What Really Causes Breast Cancer?

August 10, 2012

You’ve probably heard about the now old study—drinking alcohol increases your chances of developing breast cancer. Even one serving a day makes a notable difference, and three even more so.

BUT that study, the one that is most cited, was conducted in Marin County, the richest county in the US, located in northern CA, right next to wine country. It’s also got one of the highest rates of breast cancer in the country—so it should be no surprise that another study has examined why that might be (and it does not reference the previous study linking alcohol to breast cancer, but keep that in mind).

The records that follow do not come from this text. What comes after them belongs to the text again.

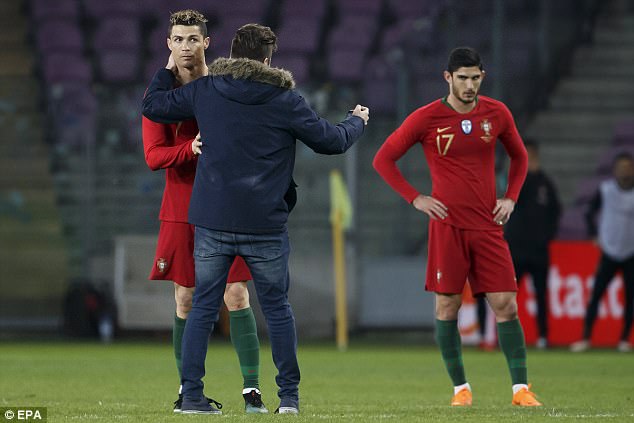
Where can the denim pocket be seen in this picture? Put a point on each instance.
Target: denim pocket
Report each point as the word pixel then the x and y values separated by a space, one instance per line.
pixel 207 243
pixel 267 246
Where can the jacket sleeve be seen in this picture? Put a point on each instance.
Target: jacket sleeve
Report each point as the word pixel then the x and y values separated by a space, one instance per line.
pixel 514 147
pixel 394 147
pixel 591 213
pixel 159 148
pixel 322 136
pixel 164 104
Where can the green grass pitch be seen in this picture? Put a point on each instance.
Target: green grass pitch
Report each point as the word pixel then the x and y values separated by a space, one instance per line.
pixel 137 382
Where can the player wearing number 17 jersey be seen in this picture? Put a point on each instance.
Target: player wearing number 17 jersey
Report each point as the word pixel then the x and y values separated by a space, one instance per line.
pixel 458 135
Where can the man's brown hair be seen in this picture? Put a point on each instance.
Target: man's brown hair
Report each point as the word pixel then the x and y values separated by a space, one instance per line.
pixel 254 41
pixel 188 17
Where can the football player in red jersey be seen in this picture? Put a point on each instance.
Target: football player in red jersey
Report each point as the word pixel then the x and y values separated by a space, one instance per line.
pixel 458 134
pixel 175 148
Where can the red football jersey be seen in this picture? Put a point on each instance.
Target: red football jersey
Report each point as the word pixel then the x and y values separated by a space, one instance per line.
pixel 169 147
pixel 460 152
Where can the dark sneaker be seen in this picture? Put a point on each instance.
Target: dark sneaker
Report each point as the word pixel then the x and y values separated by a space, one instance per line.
pixel 287 410
pixel 253 402
pixel 202 406
pixel 178 404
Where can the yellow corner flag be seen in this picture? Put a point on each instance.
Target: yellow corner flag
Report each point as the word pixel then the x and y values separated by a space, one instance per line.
pixel 340 204
pixel 340 219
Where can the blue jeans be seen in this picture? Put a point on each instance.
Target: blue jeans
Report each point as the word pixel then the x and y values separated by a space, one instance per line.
pixel 267 258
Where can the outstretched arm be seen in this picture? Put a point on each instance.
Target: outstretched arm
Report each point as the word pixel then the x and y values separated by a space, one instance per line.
pixel 159 148
pixel 166 105
pixel 324 137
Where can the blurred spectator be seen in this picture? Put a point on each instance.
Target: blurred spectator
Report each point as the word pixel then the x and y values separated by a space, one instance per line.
pixel 615 200
pixel 533 226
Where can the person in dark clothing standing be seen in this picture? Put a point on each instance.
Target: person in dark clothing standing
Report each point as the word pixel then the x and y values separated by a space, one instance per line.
pixel 534 225
pixel 615 201
pixel 250 117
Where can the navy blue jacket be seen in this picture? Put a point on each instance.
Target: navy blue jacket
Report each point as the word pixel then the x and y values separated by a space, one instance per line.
pixel 249 116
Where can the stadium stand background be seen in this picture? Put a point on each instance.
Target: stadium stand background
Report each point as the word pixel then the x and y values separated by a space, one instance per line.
pixel 74 177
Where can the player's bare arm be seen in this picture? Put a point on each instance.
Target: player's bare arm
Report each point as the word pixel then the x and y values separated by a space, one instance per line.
pixel 196 145
pixel 430 206
pixel 362 112
pixel 502 211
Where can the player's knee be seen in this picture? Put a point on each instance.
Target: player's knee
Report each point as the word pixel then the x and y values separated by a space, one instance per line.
pixel 506 310
pixel 447 307
pixel 183 302
pixel 236 296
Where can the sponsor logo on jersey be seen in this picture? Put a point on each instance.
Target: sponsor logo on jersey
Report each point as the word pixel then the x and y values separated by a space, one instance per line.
pixel 161 265
pixel 466 126
pixel 487 127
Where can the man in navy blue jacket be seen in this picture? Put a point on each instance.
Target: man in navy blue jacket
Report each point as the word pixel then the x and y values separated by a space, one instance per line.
pixel 249 116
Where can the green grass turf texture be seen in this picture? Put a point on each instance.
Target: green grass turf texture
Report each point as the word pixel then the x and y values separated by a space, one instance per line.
pixel 137 382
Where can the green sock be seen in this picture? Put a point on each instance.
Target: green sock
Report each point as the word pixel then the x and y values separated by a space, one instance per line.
pixel 177 340
pixel 512 343
pixel 448 339
pixel 244 336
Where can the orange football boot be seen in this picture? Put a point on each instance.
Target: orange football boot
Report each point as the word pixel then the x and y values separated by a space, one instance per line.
pixel 462 399
pixel 525 398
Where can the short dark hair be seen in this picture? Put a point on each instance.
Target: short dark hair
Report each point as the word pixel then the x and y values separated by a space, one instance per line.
pixel 188 17
pixel 463 57
pixel 254 41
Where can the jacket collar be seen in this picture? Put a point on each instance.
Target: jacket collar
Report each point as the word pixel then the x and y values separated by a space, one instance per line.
pixel 252 70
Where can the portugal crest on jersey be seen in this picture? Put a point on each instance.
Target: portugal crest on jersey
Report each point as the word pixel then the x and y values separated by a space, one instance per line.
pixel 161 265
pixel 466 126
pixel 487 128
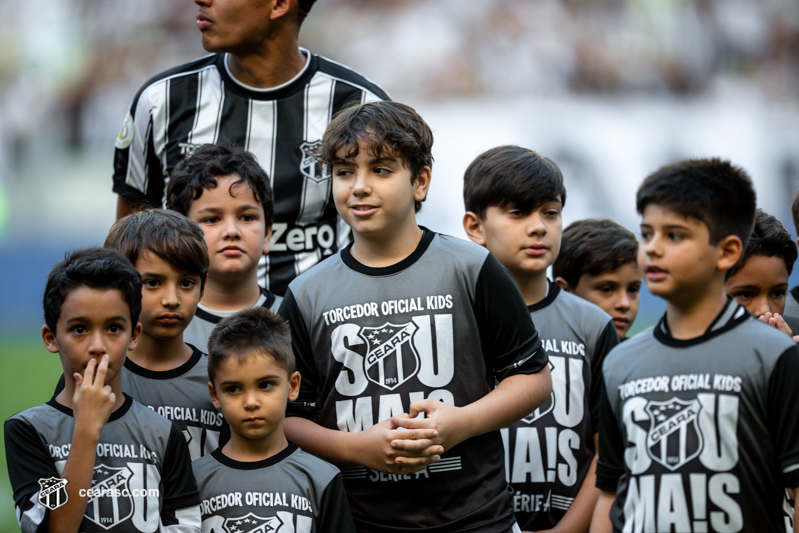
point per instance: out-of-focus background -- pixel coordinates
(610, 89)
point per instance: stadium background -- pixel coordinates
(610, 89)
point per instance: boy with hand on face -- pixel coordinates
(92, 458)
(514, 199)
(699, 413)
(414, 323)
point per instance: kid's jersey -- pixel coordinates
(701, 434)
(291, 492)
(201, 102)
(548, 453)
(791, 312)
(142, 479)
(443, 324)
(206, 319)
(180, 395)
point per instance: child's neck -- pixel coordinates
(231, 294)
(250, 451)
(533, 286)
(384, 252)
(160, 355)
(690, 319)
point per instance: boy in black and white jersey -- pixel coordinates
(699, 416)
(92, 458)
(514, 198)
(598, 261)
(224, 190)
(165, 371)
(259, 481)
(406, 322)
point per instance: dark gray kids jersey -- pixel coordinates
(549, 452)
(205, 320)
(180, 395)
(444, 323)
(292, 492)
(142, 473)
(201, 102)
(701, 434)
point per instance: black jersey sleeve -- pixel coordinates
(27, 460)
(179, 486)
(334, 509)
(610, 464)
(783, 414)
(303, 406)
(508, 337)
(606, 342)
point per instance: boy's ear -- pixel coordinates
(134, 338)
(730, 249)
(473, 225)
(48, 337)
(563, 284)
(212, 394)
(294, 386)
(267, 239)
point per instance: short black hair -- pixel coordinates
(387, 129)
(511, 175)
(96, 268)
(208, 162)
(171, 236)
(769, 238)
(250, 331)
(594, 246)
(712, 191)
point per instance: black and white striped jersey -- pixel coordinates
(201, 102)
(142, 478)
(549, 452)
(445, 323)
(291, 491)
(701, 434)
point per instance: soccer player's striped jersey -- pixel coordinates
(201, 102)
(444, 324)
(548, 453)
(180, 395)
(791, 312)
(292, 491)
(701, 434)
(142, 479)
(206, 319)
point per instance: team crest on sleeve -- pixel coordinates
(674, 436)
(251, 523)
(309, 166)
(391, 357)
(53, 492)
(113, 503)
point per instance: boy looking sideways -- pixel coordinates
(224, 190)
(514, 198)
(164, 372)
(699, 416)
(261, 475)
(92, 457)
(598, 262)
(415, 324)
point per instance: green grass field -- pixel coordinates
(29, 376)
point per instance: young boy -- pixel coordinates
(413, 323)
(163, 372)
(514, 198)
(224, 190)
(93, 459)
(699, 416)
(598, 262)
(258, 477)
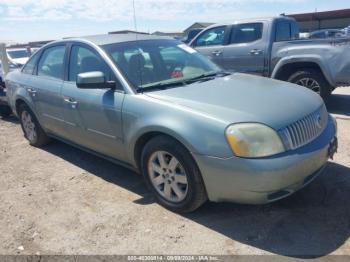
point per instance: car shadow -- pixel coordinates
(311, 223)
(339, 104)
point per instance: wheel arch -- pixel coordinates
(145, 137)
(284, 69)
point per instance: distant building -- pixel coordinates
(336, 19)
(197, 25)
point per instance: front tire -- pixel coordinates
(5, 111)
(312, 79)
(32, 130)
(172, 175)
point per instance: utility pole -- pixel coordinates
(4, 60)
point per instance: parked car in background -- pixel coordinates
(158, 106)
(272, 48)
(327, 33)
(18, 56)
(304, 35)
(192, 34)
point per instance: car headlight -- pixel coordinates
(253, 140)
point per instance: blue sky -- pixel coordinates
(31, 20)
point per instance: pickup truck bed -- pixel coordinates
(271, 47)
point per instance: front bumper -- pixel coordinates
(259, 181)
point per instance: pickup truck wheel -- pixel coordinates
(32, 130)
(312, 79)
(5, 111)
(172, 175)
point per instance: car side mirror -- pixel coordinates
(94, 80)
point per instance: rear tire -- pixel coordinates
(177, 172)
(32, 130)
(312, 79)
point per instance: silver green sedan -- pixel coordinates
(157, 106)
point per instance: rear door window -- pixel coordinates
(213, 36)
(51, 62)
(245, 33)
(84, 60)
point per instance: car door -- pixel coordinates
(211, 43)
(44, 86)
(92, 117)
(246, 49)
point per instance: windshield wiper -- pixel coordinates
(160, 86)
(207, 76)
(163, 86)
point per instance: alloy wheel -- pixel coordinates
(168, 176)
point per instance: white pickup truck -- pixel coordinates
(271, 47)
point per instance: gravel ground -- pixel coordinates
(60, 200)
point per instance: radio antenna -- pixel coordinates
(135, 26)
(135, 23)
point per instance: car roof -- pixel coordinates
(115, 38)
(253, 20)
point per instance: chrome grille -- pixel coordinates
(305, 130)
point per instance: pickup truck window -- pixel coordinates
(286, 31)
(213, 36)
(245, 33)
(29, 66)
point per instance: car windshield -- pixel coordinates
(17, 53)
(152, 63)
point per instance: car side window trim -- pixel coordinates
(36, 57)
(119, 86)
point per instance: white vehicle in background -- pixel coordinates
(304, 35)
(18, 56)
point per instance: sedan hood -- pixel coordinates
(245, 98)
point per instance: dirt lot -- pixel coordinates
(60, 200)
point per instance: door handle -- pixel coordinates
(71, 101)
(31, 91)
(217, 53)
(256, 52)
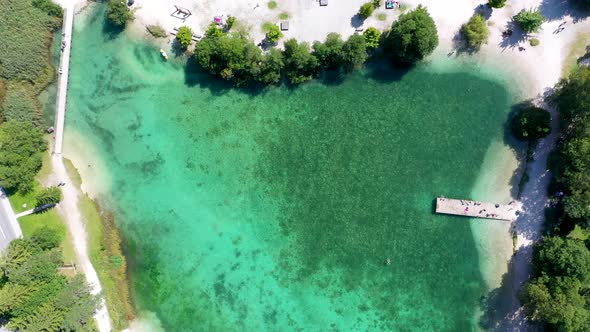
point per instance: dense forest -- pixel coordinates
(559, 293)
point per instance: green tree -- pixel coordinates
(118, 14)
(563, 257)
(300, 64)
(354, 52)
(412, 37)
(372, 37)
(475, 31)
(497, 3)
(46, 238)
(21, 145)
(531, 123)
(49, 195)
(184, 36)
(273, 34)
(557, 301)
(271, 67)
(366, 10)
(329, 53)
(529, 20)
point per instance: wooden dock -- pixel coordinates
(476, 209)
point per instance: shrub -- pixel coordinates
(118, 14)
(366, 10)
(372, 37)
(300, 64)
(49, 195)
(25, 40)
(412, 37)
(230, 22)
(156, 31)
(46, 238)
(21, 145)
(475, 31)
(531, 123)
(184, 36)
(354, 52)
(497, 3)
(274, 34)
(529, 20)
(49, 7)
(329, 53)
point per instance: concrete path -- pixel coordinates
(9, 227)
(64, 70)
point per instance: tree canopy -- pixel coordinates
(531, 123)
(300, 64)
(34, 296)
(412, 37)
(21, 145)
(475, 31)
(529, 20)
(558, 295)
(366, 10)
(184, 36)
(273, 34)
(497, 3)
(372, 37)
(118, 14)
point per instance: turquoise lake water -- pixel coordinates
(276, 210)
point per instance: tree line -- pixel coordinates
(34, 296)
(559, 293)
(234, 57)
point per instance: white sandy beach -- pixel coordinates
(535, 70)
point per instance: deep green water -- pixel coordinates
(277, 210)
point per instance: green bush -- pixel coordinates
(300, 64)
(21, 145)
(412, 37)
(531, 123)
(497, 3)
(475, 31)
(372, 37)
(49, 7)
(354, 52)
(49, 195)
(157, 31)
(529, 20)
(19, 104)
(366, 10)
(273, 34)
(118, 14)
(184, 36)
(25, 39)
(46, 237)
(230, 22)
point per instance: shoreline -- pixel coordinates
(534, 82)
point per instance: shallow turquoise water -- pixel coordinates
(277, 210)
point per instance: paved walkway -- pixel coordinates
(64, 70)
(9, 227)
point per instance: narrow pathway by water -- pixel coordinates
(529, 226)
(64, 69)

The new study examined the DNA of those living in Marin Country, and found that they were more likely to have a defunct gene relating to Vitamin D. Not having enough Vitamin D can also increase your risk for cancer and other health problems—but how the correlation comes about, and what the actual causation of breast cancer is in these women remains in doubt.

Both studies could be accurate, coming together to increase the breast cancer rate in this region, but cancer is so nebulous, with so many origins, that this is a reminder not to hold on to correlation to tightly, and how it may take years to fully sort out where cancer comes from (although we continue to make great strides in treating it!).

What do you think? Are both studies valid, neither? Is the new study, which focuses on DNA vs. (self-reported) environmental factors, more legitimate?